Floating Point

Normally our HPC benchmarking is centered around OpenFoam, a CFD software we have used for a number of articles over the years. However, since we moved to Ubuntu 16.04, we could not get it to work anymore. So we decided to change our floating point intensive benchmark for now. For our latest article, we're testing with C-ray, POV-Ray, and NAMD.

The idea is to measure:

  1. A FP benchmark that is running out of the L1 (C-ray)
  2. A FP benchmark that is running out of the L2 (POV-Ray)
  3. And one that is using the memory subsytem quite often (NAMD)

Floating Point: C-ray

C-ray is an extremely simple ray-tracer which is not representative of any real world raytracing application. In fact, it is essentially a floating point benchmark that runs out of the L1-cache. Luckily it is not as synthetic and meaningless as Whetstone, as you can actually use the software to do simple raytracing.

We use the standard benchmarking resolution (3840x2160) and the "sphfract" file to measure performance. The binary was precompiled.

C-ray rendering at 3840x2160

Wow. What just happened? It looks like a landslide victory for the raw power of the four FP pipes of Zen: the EPYC chip is no less than 50% faster than the competition. Of course, it is easy to feed FP units if everything resides in the L1. Next stop, POV-Ray.
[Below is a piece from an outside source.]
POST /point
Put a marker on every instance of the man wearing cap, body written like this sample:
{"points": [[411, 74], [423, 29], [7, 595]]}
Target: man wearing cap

Floating Point: POV-Ray 3.7

The Persistence of Vision Raytracer (POV-Ray) is a well known open source raytracer. We compiled our version based upon the version that can be found on github (https://github.com/POV-Ray/povray.git). No special optimizations were done, we used "prebuild.sh", configure, make, and make install.

Povray

POV-Ray is known to run mostly out of the L2-cache, so the massive DRAM bandwidth of the EPYC CPU does not play a role here. Nevertheless, the EPYC CPU performance is pretty stunning: about 16% faster than Intel's Xeon 8176. But what if AVX and DRAM access come in to play? Let us check out NAMD.

Floating Point: NAMD

Developed by the Theoretical and Computational Biophysics Group at the University of Illinois Urbana-Champaign, NAMD is a set of parallel molecular dynamics codes for extreme parallelization on thousands of cores. NAMD is also part of SPEC CPU2006 FP. In contrast with previous FP benchmarks, the NAMD binary is compiled with Intel ICC and optimized for AVX.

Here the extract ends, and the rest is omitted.